On 03/22/13, during consideration of a budget resolution, Sen. Deb Fischer offered an amendment stating that federal programs dealing with "basic primary and preventive health care" should be conducted consistently with the First Amendment to the Constitution, the Religious Freedom Restoration Act, "the protection of religious beliefs and moral convictions," and the Hyde Amendment. In effect, a vote in favor of the Fischer Amendment implicitly condemned the actions of the Obama Administration in implementing a "preventive health" mandate, as part of Obamacare. The Fischer Amendment failed, 44 to 55. The amendment was supported by 42 Republicans and two Democrats. It was opposed by three Republicans and 52 Democrats.

D.C./Pain-Capable Unborn Child Protection Act: (H.R. 1797), sponsored by pro-life Rep. Trent Franks and introduced on 4/26/13. The Constitution gives Congress and the president responsibility for the governance of the District of Columbia. This bill prohibits abortions in the District of Columbia after 20 weeks post-fertilization, except when an acute physical condition endangers the life of the mother. The bill contains extensive congressional findings that by 20 weeks fetal age, if not earlier, the unborn child is capable of experiencing great pain.

In the wake of the Kermit Gosnell trial and conviction, H.R. 1797 was amended to provide a nationwide ban on post-20 week abortions, not just in the District of Columbia. After some verbal mishandling of issues related to the bill, and in particular the issue of rape resulting in pregnancy, House GOP leaders add an “exception” to the bill to allow for the rape exception. The bill passed the U.S. House on 6/18/13 by a vote of 226-198. Senate Majority Leader Harry Reid has indicated the bill is essentially “Dead on Arrival” in the Senate.
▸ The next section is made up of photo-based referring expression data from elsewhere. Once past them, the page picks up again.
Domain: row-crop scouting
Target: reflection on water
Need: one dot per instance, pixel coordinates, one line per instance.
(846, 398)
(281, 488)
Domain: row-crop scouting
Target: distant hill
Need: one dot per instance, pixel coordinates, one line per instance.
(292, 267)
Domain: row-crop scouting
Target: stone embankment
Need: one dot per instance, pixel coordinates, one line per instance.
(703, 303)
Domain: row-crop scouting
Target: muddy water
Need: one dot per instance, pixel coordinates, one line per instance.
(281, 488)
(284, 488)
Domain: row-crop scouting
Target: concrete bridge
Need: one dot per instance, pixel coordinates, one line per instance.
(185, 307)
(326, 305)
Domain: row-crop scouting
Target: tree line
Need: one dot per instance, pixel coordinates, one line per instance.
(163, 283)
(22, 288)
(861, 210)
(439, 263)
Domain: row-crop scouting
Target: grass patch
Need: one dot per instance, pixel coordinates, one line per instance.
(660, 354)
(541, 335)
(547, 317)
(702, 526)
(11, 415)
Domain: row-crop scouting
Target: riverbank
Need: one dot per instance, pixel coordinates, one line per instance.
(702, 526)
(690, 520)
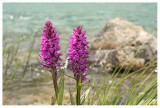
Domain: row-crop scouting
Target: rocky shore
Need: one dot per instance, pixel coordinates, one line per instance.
(124, 44)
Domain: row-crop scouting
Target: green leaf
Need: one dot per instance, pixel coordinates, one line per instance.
(61, 90)
(71, 98)
(84, 96)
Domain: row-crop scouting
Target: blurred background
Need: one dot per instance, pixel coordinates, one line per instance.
(25, 81)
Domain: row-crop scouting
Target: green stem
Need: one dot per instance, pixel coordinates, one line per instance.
(55, 83)
(78, 90)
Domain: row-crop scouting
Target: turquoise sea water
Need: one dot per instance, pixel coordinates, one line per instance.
(23, 19)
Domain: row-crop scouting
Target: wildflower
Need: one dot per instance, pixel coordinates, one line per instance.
(78, 53)
(50, 47)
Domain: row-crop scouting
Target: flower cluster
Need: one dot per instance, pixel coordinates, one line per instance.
(78, 53)
(50, 47)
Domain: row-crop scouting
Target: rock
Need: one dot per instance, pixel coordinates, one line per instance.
(119, 42)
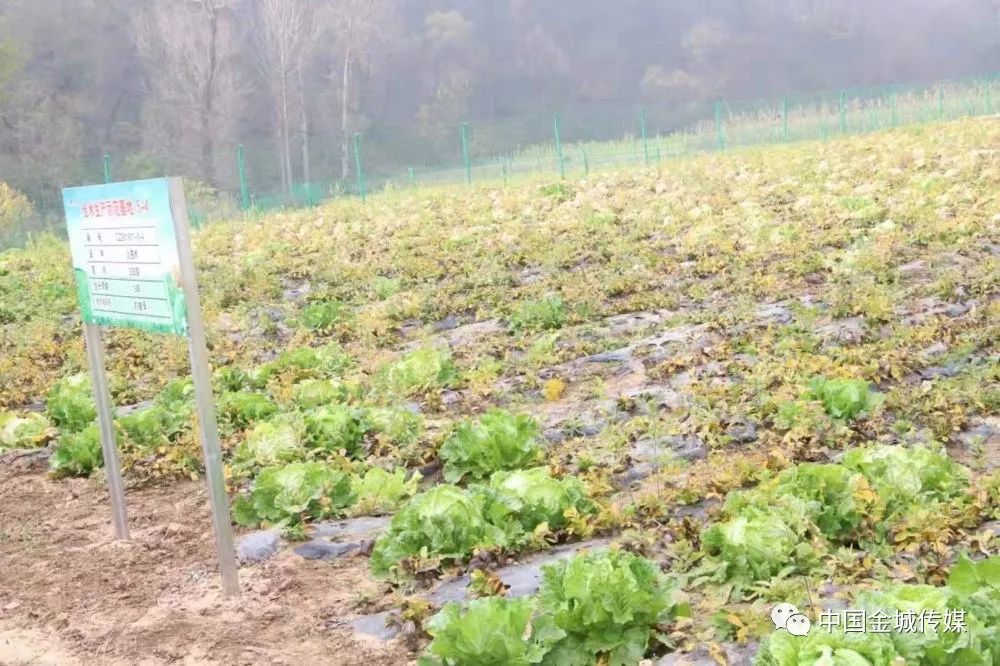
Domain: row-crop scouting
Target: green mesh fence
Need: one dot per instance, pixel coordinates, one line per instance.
(572, 143)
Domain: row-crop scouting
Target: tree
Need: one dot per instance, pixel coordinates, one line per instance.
(359, 27)
(192, 86)
(284, 33)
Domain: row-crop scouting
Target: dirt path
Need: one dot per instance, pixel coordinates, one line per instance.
(71, 594)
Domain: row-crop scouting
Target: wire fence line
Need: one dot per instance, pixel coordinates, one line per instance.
(573, 142)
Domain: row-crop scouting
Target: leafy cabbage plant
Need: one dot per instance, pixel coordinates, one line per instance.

The Prenatal Nondiscrimination Act (PRENDA): S 138 by Sen. David Vitter and HR 447 by Rep. Trent Franks, would apply federal criminal penalties to any person who does any of the following: (1) performs an abortion knowing that such abortion is sought based on the sex of the child; (2) uses force or the threat of force to intentionally injure or intimidate any person for the purpose of coercing a sex-selection abortion; (3) solicits or accepts funds for the performance of a sex-selection abortion; or (4) transports a woman into the United States or across a State line for the purpose of obtaining a sex-selection abortion. The bill provides that a woman cannot be prosecuted or sued in connection with her own abortion.

Family Planning Abortion Defunding (Planned Parenthood): The Title X Abortion Provider Prohibition Act, Sen. David Vitter and HR 217 by Rep. Diane Black, would prohibit funds under the federal Title X ("Title 10") family planning program from going to entities (other than hospitals) that perform abortions (except to save the life of the mother, or in cases of rape, or incest against a minor) -- including, but not limited to, affiliates of the Planned Parenthood Federation of America (PPFA).

Health Care Conscience Rights Act: HR 940, by Rep. Diane Black, provides badly needed conscience protections for Americans who face an increasingly frequent use of coercive means – governmental and other – to compel participation in providing abortion and other procedures regardless of religious and moral objections. The bill would amend the ObamaCare law to prevent the imposition of regulatory mandates that violate the religious or moral convictions of those who purchase or provide health insurance. The bill would also prevent any level of government from discriminating against health care providers, including doctors, nurses, hospitals, and insurers, who decline to participate in abortions. In addition, it would empower victims to seek relief in court for violations of the federal conscience laws.

Homeland Security Respect for Life Act: HR 493, by Rep. Bill Huizenga, provides that no funds appropriated to the federal Department of Homeland Security, from any federal program, may be used to fund abortions, except to save the life of the mother, or in cases of rape or incest. The purpose of this bill is to apply to the Department of Homeland Security the same abortion policy, with respect to persons detained or incarcerated by that agency, as have long been applied to the regular federal prison system operated by the Bureau of Prisons.